Besluit verhoging vergoeding Statenleden en leden algemeen bestuur waterschappen

Reactie

Naam Provincie Flevoland (MSc F.A. Achtien)
Plaats Almere
Datum 12 oktober 2022

Vraag1

Wat is uw mening over het ontwerpbesluit?
Het ontwerpbesluit doet geen recht aan de situatie van Statenleden. In de afgelopen 20 jaar verschenen er meerdere rapporten die aangeven dat de vergoeding voor Statenleden niet in verhouding staat met de tijdsbelasting en de vermindering van inkomsten uit werk. Gelet op het feit dat elke zittingsperiode meer dan 50% van de statenleden stopt, is de omloopsnelheid te hoog en daarmee tast het onze democratie aan.

Naar mijn mening is helemaal niet gekeken naar een logische beloningssystematiek op basis van inwonersklasse, werkdruk en tijdsbesteding, maar is er een gemiddelde genomen tussen de bestaande categorieën. De onderbouwing in het advies van van de adviescommissie is zeer summier en niet goed te begrijpen.

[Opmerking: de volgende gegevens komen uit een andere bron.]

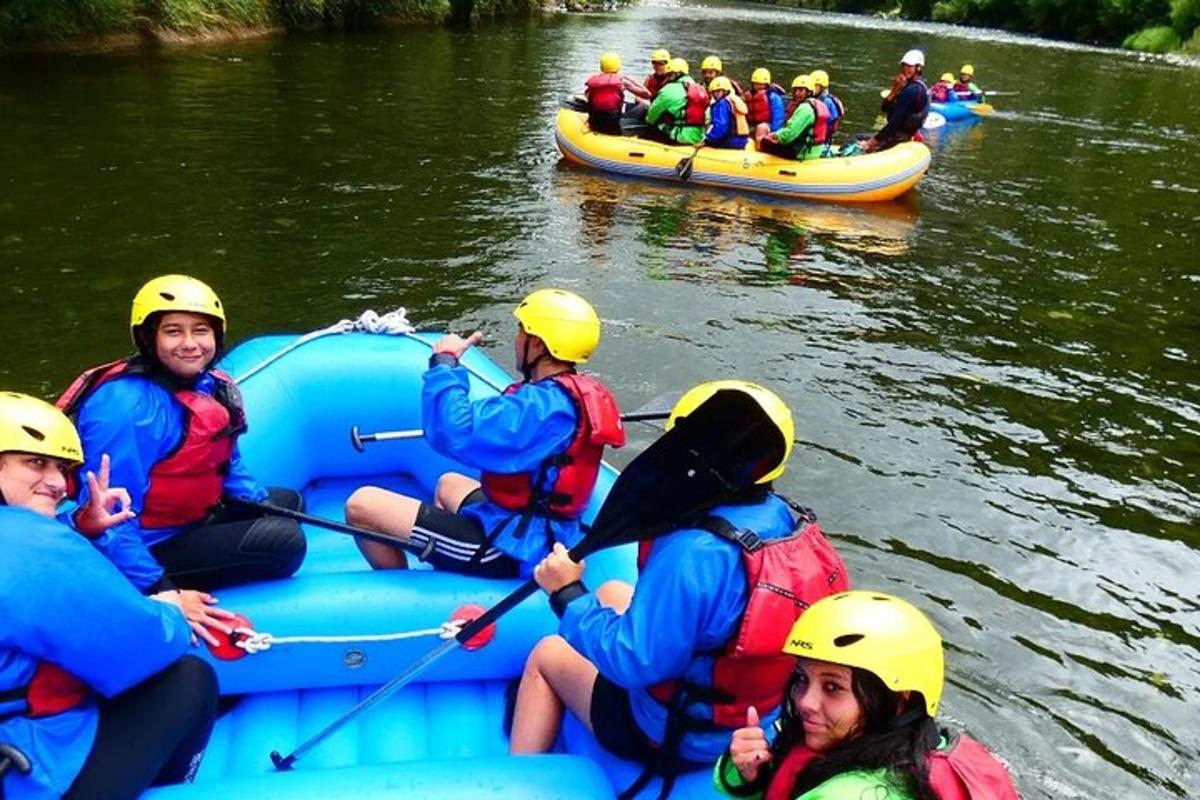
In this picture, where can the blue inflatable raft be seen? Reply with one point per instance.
(957, 110)
(336, 630)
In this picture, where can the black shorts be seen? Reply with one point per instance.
(613, 723)
(453, 542)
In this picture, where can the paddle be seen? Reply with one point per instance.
(657, 409)
(323, 522)
(683, 169)
(717, 451)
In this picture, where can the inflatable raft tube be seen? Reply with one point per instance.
(954, 112)
(337, 630)
(857, 179)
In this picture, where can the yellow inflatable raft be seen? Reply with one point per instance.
(857, 179)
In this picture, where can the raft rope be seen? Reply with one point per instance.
(394, 323)
(252, 641)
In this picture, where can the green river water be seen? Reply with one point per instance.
(995, 379)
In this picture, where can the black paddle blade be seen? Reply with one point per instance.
(683, 169)
(717, 451)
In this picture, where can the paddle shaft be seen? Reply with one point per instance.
(465, 635)
(330, 524)
(359, 439)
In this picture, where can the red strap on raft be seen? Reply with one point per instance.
(469, 613)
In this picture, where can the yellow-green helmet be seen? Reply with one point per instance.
(610, 62)
(720, 83)
(769, 402)
(883, 635)
(174, 293)
(33, 426)
(564, 320)
(803, 82)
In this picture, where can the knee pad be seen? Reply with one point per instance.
(279, 540)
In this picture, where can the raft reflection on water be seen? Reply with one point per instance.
(670, 226)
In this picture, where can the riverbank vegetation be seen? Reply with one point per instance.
(54, 23)
(1152, 25)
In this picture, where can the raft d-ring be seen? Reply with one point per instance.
(468, 613)
(227, 643)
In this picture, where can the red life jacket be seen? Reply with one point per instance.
(759, 104)
(963, 770)
(653, 83)
(784, 577)
(694, 112)
(186, 485)
(841, 113)
(599, 425)
(52, 690)
(605, 91)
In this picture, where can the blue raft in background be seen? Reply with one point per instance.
(443, 734)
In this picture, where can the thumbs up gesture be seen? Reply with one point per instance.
(749, 750)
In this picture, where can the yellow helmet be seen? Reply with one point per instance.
(880, 633)
(720, 83)
(803, 82)
(610, 62)
(777, 411)
(174, 293)
(564, 320)
(33, 426)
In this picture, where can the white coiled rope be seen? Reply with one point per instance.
(258, 642)
(394, 323)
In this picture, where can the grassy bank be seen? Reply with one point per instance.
(1151, 25)
(63, 23)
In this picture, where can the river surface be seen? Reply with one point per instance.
(995, 379)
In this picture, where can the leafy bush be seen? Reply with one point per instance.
(1185, 17)
(1161, 38)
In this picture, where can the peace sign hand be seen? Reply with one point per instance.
(106, 506)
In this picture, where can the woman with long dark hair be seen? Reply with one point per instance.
(859, 715)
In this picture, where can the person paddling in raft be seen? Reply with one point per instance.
(171, 423)
(97, 698)
(606, 95)
(906, 104)
(679, 110)
(807, 132)
(965, 88)
(943, 90)
(40, 452)
(859, 716)
(538, 445)
(663, 674)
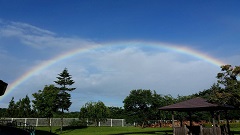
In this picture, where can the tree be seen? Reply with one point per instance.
(228, 89)
(45, 102)
(141, 105)
(64, 80)
(116, 113)
(20, 109)
(95, 112)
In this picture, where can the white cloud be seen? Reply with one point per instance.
(106, 74)
(40, 38)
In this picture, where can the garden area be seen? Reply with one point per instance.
(112, 131)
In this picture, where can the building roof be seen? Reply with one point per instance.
(195, 104)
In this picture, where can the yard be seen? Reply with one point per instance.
(104, 131)
(111, 131)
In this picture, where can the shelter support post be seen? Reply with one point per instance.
(228, 126)
(213, 123)
(173, 123)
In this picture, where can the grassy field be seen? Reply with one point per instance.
(104, 131)
(111, 131)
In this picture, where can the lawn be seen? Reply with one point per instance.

Het is veel logischer om aan te sluiten bij de vergoeding van Raadsleden uit de categorie 100.000+. De tijdsbesteding van Raadsleden uit die categorie (19,5-21,6 uur) komt het dichtst in de buurt bij de tijdsbesteding van Statenleden (22,6 uur, bron: Nationaal Statenledenonderzoek en Nationaal Raadsledenonderzoek van Daadkracht). Daar bovenop heeft een Statenlid veelal te maken met vergaderingen overdag. Een Statenlid is daardoor meer genoodzaakt om zijn eigenlijke werk op te zeggen om Statenlid te zijn. Voor een Raadslid die hoofdzakelijk ‘s avonds vergadert, speelt dat veel minder. Als laatste is het zo dat het inwoneraantal van een Provincie altijd veel groter is dan 100.000+ en met de huidige en toekomstige dossiers die richting de Provincie komen, de werklast veelal hoger is dan de werklast van Raadsleden van 100.000+ gemeenten.

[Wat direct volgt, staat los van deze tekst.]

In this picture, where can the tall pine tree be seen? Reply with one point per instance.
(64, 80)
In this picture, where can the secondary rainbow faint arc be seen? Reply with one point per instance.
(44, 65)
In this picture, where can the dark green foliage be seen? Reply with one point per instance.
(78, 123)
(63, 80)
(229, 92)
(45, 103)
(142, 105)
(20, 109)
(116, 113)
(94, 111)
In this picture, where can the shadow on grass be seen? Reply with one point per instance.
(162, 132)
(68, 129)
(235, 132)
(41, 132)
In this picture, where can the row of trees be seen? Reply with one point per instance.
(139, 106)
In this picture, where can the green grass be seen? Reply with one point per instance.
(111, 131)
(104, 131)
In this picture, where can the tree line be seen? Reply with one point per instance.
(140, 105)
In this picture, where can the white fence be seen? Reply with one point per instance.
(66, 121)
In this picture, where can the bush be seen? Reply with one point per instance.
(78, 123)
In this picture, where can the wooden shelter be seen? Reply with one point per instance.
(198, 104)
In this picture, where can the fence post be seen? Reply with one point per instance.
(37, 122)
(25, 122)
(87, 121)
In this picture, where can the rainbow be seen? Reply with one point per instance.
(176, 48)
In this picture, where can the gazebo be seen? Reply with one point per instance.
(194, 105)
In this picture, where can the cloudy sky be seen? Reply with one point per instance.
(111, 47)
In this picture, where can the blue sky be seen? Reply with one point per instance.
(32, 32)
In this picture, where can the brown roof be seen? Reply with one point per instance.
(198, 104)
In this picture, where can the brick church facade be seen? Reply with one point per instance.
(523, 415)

Ik doe hierbij dan ook een dringend beroep op de Minister om de bestaande inwonerscategorieën te volgen en voor Statenleden aan te sluiten bij de 100.000+ gemeenten en niet uit te gaan van een in de haast bedachte, slecht onderbouwde nieuwe definitie.

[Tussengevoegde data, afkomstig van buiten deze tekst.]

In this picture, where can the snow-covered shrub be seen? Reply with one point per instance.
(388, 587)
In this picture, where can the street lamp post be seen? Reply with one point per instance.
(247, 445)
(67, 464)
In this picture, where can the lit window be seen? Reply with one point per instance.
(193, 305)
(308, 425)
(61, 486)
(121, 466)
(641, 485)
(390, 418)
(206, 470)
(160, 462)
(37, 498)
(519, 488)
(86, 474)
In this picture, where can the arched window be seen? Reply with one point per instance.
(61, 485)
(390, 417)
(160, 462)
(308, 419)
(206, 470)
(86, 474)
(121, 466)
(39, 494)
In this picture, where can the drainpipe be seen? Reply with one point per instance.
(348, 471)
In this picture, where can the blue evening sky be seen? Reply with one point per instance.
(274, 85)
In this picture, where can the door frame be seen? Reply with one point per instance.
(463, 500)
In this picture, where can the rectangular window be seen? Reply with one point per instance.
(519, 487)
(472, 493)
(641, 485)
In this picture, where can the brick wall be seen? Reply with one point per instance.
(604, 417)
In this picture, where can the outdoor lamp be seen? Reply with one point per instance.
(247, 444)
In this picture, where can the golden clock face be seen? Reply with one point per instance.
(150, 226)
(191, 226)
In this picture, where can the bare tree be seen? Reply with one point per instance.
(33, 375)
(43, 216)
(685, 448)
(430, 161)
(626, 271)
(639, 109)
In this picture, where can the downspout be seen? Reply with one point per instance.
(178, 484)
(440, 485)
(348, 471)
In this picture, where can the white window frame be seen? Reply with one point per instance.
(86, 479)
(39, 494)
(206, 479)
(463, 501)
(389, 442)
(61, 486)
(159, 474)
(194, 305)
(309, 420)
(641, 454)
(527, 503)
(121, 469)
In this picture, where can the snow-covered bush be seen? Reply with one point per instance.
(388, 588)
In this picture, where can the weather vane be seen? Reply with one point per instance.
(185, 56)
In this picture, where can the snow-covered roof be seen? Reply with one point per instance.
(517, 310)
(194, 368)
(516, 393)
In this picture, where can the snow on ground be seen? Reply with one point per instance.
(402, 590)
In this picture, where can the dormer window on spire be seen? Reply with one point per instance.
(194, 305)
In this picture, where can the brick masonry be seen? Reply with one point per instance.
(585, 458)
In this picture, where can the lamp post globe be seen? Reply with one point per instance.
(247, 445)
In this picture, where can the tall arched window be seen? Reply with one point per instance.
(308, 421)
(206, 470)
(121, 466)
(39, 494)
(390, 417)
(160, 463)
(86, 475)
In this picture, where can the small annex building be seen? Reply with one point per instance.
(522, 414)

Daarnaast is het absurd dat er geen terugwerkende kracht wordt voorgesteld, zeker gezien het feit dat er de afgelopen 20 jaar geen aanpassing aan de vergoeding voor Statenleden heeft plaatsgevonden. Het is een discussie die in de huidige Statenperiode heeft plaatsgevonden en het is niet meer dan logisch dat het besluit gaat gelden voor de zittende Statenleden.